There was no shortage of pain in Tauranga on Friday as the Black Ferns Sevens began training for their 2022 season, but none of it could wipe the smile from Niall Williams' face.
"The feeling, there's just nothing like it - even putting on my boots in the changing room," Williams told 1News.
"I'm just so grateful, I just keep smiling because I'm just happy to be back here out at the park training."
Backtrack seven months and it was a completely different story; Williams was in tears in a social media video she recorded showing the raw and emotional moment of realisation her Tokyo dreams were over with a neck injury.
At the time, Williams was informed that not only would she miss out on her Olympic dream of the past five years but also that there was a very real chance she would never play the game she loves ever again.
"Straight away, I got a bit of a dose of reality," she said.
"At that moment, going to the Olympics didn't seem so massive because my livelihood was about to get taken away from me.
"It's been tough."
Thankfully, after consultations with experts and New Zealand Rugby's medical team, Williams was able to have a surgery last year that would give her a chance to return to the field.
Williams isn't getting ahead of herself though with the 33-year-old training away from the rest of the squad currently as she continues her comeback journey.
"Even though I'm not quite back yet amongst [the team], it puts the fire in the belly.
"But like with any other injury, there's no guarantee I'll actually play again but if it's up to me, there will be no stone left unturned.
"I can confidently say I will give it everything I can... we won't put a timer on it, but the time will come."
'I have all my gold medals around me'
While Williams is thankful for be back in the Black Ferns Sevens after her heartbreak last June, there are still some things that hurt too much to face.
She described the past seven months as a "grieving process" she's still learning from.
"I lost something that I worked so hard towards," she said.
"It gets easier but you never forget it... to tell you the truth, I haven't held one of the girls' gold medals yet because I can't, I just can't physically bring myself to do that yet.
"But in saying that, I'm so happy and proud of them and each girl is so deserving of their medal."

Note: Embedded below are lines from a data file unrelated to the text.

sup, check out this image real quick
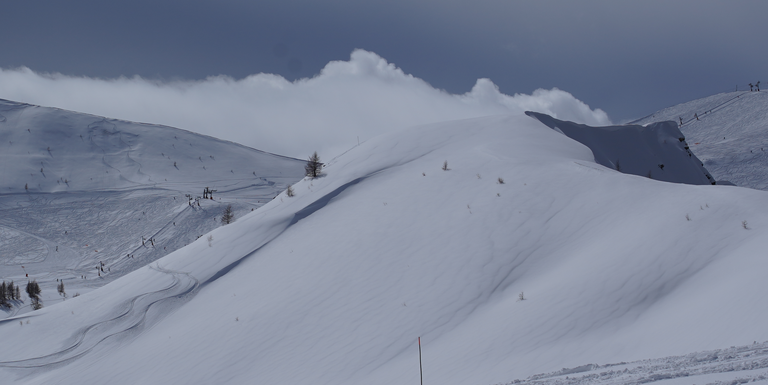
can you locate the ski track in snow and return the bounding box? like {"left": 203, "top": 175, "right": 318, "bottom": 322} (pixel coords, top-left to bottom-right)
{"left": 0, "top": 264, "right": 198, "bottom": 370}
{"left": 0, "top": 98, "right": 305, "bottom": 322}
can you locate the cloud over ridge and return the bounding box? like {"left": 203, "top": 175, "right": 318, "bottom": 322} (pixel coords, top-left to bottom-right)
{"left": 0, "top": 49, "right": 610, "bottom": 158}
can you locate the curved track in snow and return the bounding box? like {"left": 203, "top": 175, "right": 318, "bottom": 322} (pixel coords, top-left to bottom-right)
{"left": 0, "top": 265, "right": 198, "bottom": 369}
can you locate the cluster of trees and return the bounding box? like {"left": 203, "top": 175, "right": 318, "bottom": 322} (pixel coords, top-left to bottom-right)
{"left": 0, "top": 281, "right": 21, "bottom": 308}
{"left": 26, "top": 281, "right": 42, "bottom": 310}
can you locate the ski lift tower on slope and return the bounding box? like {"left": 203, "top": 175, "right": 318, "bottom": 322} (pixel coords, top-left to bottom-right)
{"left": 203, "top": 187, "right": 217, "bottom": 200}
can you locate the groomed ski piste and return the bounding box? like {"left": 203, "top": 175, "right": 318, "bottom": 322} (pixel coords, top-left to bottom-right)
{"left": 2, "top": 110, "right": 768, "bottom": 384}
{"left": 632, "top": 90, "right": 768, "bottom": 190}
{"left": 0, "top": 98, "right": 306, "bottom": 316}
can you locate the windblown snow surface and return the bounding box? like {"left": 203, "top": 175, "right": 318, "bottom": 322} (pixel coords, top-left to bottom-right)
{"left": 0, "top": 98, "right": 305, "bottom": 315}
{"left": 2, "top": 112, "right": 768, "bottom": 384}
{"left": 632, "top": 90, "right": 768, "bottom": 190}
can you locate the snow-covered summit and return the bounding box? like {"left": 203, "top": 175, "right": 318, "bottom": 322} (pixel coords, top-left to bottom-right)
{"left": 2, "top": 112, "right": 767, "bottom": 385}
{"left": 631, "top": 90, "right": 768, "bottom": 189}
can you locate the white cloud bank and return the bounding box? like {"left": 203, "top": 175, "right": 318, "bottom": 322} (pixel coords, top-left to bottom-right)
{"left": 0, "top": 49, "right": 610, "bottom": 159}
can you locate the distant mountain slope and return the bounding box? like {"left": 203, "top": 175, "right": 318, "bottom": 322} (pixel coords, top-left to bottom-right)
{"left": 631, "top": 91, "right": 768, "bottom": 189}
{"left": 3, "top": 114, "right": 767, "bottom": 385}
{"left": 0, "top": 99, "right": 305, "bottom": 316}
{"left": 527, "top": 111, "right": 715, "bottom": 185}
{"left": 0, "top": 99, "right": 301, "bottom": 193}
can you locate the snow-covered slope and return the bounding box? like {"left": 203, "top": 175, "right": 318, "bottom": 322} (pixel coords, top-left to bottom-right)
{"left": 507, "top": 341, "right": 768, "bottom": 385}
{"left": 0, "top": 98, "right": 302, "bottom": 193}
{"left": 631, "top": 91, "right": 768, "bottom": 189}
{"left": 0, "top": 99, "right": 305, "bottom": 316}
{"left": 2, "top": 113, "right": 767, "bottom": 385}
{"left": 527, "top": 111, "right": 715, "bottom": 185}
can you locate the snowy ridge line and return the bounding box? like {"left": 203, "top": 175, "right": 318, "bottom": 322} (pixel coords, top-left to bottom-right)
{"left": 0, "top": 98, "right": 303, "bottom": 162}
{"left": 0, "top": 264, "right": 198, "bottom": 369}
{"left": 197, "top": 176, "right": 373, "bottom": 287}
{"left": 175, "top": 160, "right": 407, "bottom": 291}
{"left": 499, "top": 341, "right": 768, "bottom": 385}
{"left": 629, "top": 91, "right": 751, "bottom": 127}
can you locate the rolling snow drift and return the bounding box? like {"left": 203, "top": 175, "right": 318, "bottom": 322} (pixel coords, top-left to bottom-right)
{"left": 1, "top": 113, "right": 768, "bottom": 385}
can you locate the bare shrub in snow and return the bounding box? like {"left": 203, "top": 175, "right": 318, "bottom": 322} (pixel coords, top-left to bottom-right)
{"left": 497, "top": 177, "right": 505, "bottom": 184}
{"left": 221, "top": 205, "right": 234, "bottom": 225}
{"left": 442, "top": 161, "right": 449, "bottom": 171}
{"left": 742, "top": 220, "right": 749, "bottom": 230}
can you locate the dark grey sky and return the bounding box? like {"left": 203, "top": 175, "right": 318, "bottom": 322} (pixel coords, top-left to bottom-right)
{"left": 1, "top": 0, "right": 766, "bottom": 122}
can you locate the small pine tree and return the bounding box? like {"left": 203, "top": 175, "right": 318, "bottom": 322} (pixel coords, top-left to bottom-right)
{"left": 305, "top": 152, "right": 322, "bottom": 178}
{"left": 221, "top": 205, "right": 234, "bottom": 225}
{"left": 57, "top": 281, "right": 66, "bottom": 297}
{"left": 286, "top": 185, "right": 295, "bottom": 197}
{"left": 0, "top": 282, "right": 7, "bottom": 308}
{"left": 442, "top": 161, "right": 449, "bottom": 171}
{"left": 6, "top": 280, "right": 13, "bottom": 300}
{"left": 15, "top": 286, "right": 20, "bottom": 301}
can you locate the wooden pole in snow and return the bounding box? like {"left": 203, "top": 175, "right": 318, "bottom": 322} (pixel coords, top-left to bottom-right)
{"left": 418, "top": 337, "right": 423, "bottom": 385}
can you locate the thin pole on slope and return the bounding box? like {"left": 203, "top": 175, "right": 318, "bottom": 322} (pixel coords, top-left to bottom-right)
{"left": 418, "top": 337, "right": 423, "bottom": 385}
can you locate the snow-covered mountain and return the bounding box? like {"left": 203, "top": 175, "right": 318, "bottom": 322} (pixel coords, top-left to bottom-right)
{"left": 0, "top": 99, "right": 305, "bottom": 316}
{"left": 2, "top": 110, "right": 767, "bottom": 385}
{"left": 631, "top": 90, "right": 768, "bottom": 189}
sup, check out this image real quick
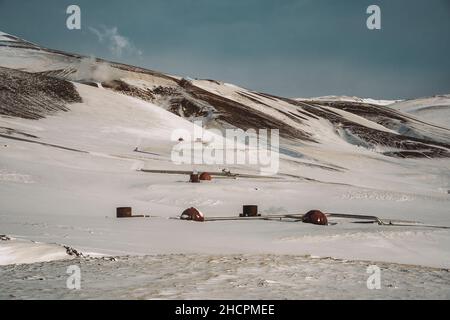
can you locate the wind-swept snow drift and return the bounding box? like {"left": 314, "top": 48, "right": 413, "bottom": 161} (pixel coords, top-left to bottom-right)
{"left": 389, "top": 95, "right": 450, "bottom": 129}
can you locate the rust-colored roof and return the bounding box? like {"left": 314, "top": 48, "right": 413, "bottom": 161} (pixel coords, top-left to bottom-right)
{"left": 199, "top": 172, "right": 212, "bottom": 181}
{"left": 302, "top": 210, "right": 328, "bottom": 225}
{"left": 180, "top": 207, "right": 205, "bottom": 222}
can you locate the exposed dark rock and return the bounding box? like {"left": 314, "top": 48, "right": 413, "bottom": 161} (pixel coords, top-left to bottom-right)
{"left": 177, "top": 79, "right": 316, "bottom": 142}
{"left": 0, "top": 235, "right": 11, "bottom": 241}
{"left": 64, "top": 246, "right": 83, "bottom": 257}
{"left": 236, "top": 91, "right": 274, "bottom": 108}
{"left": 101, "top": 79, "right": 154, "bottom": 101}
{"left": 151, "top": 85, "right": 178, "bottom": 96}
{"left": 285, "top": 98, "right": 450, "bottom": 158}
{"left": 0, "top": 67, "right": 81, "bottom": 119}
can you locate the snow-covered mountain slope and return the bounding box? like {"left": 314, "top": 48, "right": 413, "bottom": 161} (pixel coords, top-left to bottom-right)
{"left": 388, "top": 95, "right": 450, "bottom": 129}
{"left": 1, "top": 31, "right": 450, "bottom": 159}
{"left": 295, "top": 95, "right": 400, "bottom": 106}
{"left": 1, "top": 31, "right": 450, "bottom": 269}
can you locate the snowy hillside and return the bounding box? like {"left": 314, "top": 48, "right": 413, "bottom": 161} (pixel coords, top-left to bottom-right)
{"left": 295, "top": 95, "right": 400, "bottom": 106}
{"left": 1, "top": 31, "right": 450, "bottom": 298}
{"left": 389, "top": 95, "right": 450, "bottom": 129}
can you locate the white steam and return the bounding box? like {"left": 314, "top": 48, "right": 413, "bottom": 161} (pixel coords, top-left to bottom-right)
{"left": 89, "top": 26, "right": 142, "bottom": 58}
{"left": 73, "top": 56, "right": 121, "bottom": 83}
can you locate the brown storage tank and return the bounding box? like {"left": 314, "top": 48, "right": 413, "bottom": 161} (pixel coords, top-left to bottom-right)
{"left": 117, "top": 207, "right": 132, "bottom": 218}
{"left": 240, "top": 205, "right": 260, "bottom": 217}
{"left": 190, "top": 173, "right": 200, "bottom": 183}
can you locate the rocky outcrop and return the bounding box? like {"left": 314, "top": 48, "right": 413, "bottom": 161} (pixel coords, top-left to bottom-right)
{"left": 0, "top": 67, "right": 81, "bottom": 119}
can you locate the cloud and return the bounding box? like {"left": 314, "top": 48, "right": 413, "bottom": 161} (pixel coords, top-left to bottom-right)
{"left": 89, "top": 26, "right": 142, "bottom": 58}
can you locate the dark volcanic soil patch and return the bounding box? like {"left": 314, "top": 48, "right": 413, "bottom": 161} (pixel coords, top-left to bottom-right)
{"left": 0, "top": 67, "right": 81, "bottom": 119}
{"left": 177, "top": 79, "right": 315, "bottom": 142}
{"left": 166, "top": 96, "right": 211, "bottom": 118}
{"left": 102, "top": 80, "right": 155, "bottom": 102}
{"left": 150, "top": 85, "right": 211, "bottom": 118}
{"left": 236, "top": 91, "right": 274, "bottom": 108}
{"left": 285, "top": 98, "right": 450, "bottom": 158}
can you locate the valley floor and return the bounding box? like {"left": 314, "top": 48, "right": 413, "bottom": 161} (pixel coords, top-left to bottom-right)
{"left": 1, "top": 254, "right": 449, "bottom": 300}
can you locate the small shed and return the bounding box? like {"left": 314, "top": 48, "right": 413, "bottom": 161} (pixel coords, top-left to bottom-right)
{"left": 117, "top": 207, "right": 132, "bottom": 218}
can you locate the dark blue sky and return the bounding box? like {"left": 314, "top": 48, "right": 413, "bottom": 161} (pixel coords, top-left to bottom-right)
{"left": 1, "top": 0, "right": 449, "bottom": 99}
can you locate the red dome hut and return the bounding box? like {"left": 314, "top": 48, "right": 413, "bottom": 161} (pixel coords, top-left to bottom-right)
{"left": 199, "top": 172, "right": 212, "bottom": 181}
{"left": 302, "top": 210, "right": 328, "bottom": 225}
{"left": 180, "top": 207, "right": 205, "bottom": 222}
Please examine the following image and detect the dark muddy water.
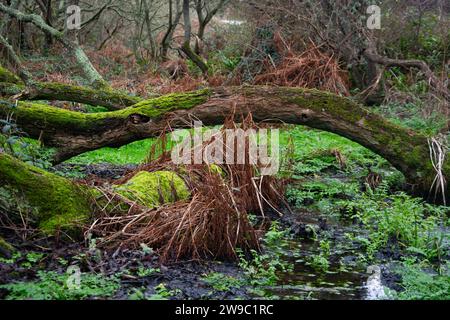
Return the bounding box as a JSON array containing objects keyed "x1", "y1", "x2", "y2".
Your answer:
[{"x1": 264, "y1": 212, "x2": 388, "y2": 300}]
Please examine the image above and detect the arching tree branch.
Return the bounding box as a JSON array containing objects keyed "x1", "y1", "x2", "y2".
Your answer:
[{"x1": 0, "y1": 86, "x2": 447, "y2": 199}]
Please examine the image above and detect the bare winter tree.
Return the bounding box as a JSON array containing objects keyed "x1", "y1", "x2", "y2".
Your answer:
[
  {"x1": 0, "y1": 1, "x2": 109, "y2": 88},
  {"x1": 181, "y1": 0, "x2": 208, "y2": 74},
  {"x1": 193, "y1": 0, "x2": 229, "y2": 54}
]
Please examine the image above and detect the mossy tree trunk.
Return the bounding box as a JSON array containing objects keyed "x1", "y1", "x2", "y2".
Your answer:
[
  {"x1": 0, "y1": 152, "x2": 93, "y2": 234},
  {"x1": 0, "y1": 86, "x2": 448, "y2": 199},
  {"x1": 0, "y1": 81, "x2": 142, "y2": 110},
  {"x1": 181, "y1": 0, "x2": 208, "y2": 75}
]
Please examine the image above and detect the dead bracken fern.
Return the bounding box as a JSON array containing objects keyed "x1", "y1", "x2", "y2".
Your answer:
[
  {"x1": 88, "y1": 114, "x2": 286, "y2": 262},
  {"x1": 253, "y1": 42, "x2": 350, "y2": 96}
]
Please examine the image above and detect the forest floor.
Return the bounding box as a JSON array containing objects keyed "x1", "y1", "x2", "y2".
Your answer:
[{"x1": 0, "y1": 126, "x2": 449, "y2": 300}]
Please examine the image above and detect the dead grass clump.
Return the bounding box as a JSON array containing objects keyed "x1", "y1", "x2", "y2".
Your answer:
[{"x1": 254, "y1": 44, "x2": 350, "y2": 96}]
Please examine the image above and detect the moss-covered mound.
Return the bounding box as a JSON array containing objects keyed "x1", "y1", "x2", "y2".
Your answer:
[
  {"x1": 0, "y1": 153, "x2": 92, "y2": 235},
  {"x1": 115, "y1": 171, "x2": 190, "y2": 208}
]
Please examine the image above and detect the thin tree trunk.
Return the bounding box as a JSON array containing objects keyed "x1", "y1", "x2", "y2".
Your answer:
[
  {"x1": 181, "y1": 0, "x2": 208, "y2": 74},
  {"x1": 161, "y1": 0, "x2": 182, "y2": 60}
]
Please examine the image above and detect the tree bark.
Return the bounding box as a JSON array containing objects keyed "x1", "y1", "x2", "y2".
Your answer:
[
  {"x1": 0, "y1": 86, "x2": 447, "y2": 199},
  {"x1": 193, "y1": 0, "x2": 229, "y2": 54},
  {"x1": 160, "y1": 0, "x2": 182, "y2": 60},
  {"x1": 0, "y1": 36, "x2": 35, "y2": 85}
]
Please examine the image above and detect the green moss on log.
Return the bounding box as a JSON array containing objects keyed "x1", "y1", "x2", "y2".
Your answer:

Part of Williams' recovery has been finding new perspective in her life not just as a rugby player, but as a mother, a wife, a sister and a daughter as well.
"When I stepped back and looked at it, I have all my gold medals around me - I've got my family, I've got my daughters, I've got this team and I get to live the dream.
"That's my gold medal and it helps me get up each day."
Williams added she's discovered plenty about herself over the past year as well.
"The biggest thing I learned was that my life is not just rugby - it's my family, kids, my partner," she said holding back tears.
"They're the ones who have been there the most and seen me struggle and got me through and never gave up even when I wanted to.
"I've learned to cherish those moments."
Williams has four months to continue her rehabilitation before the Black Ferns Sevens are back in action after it was confirmed earlier Friday both New Zealand's sevens side would miss January's tournaments in Malaga and Seville due to Covid-19 travel restrictions.
The All Blacks Sevens hope to be at the Vancouver men's round near the end of next month, but there's no guarantee given the travel rules.
The Black Ferns Sevens' next event isn't until April 30 in Langford, Canada.
In the meantime, Williams is just taking each day as it comes.
"You've just got to have a bit of perspective in life and just enjoy these moments," she said.
"One day, it will come to an end but I'm really content and I've learned to be content with my life.
"It's the biggest blessing I could have."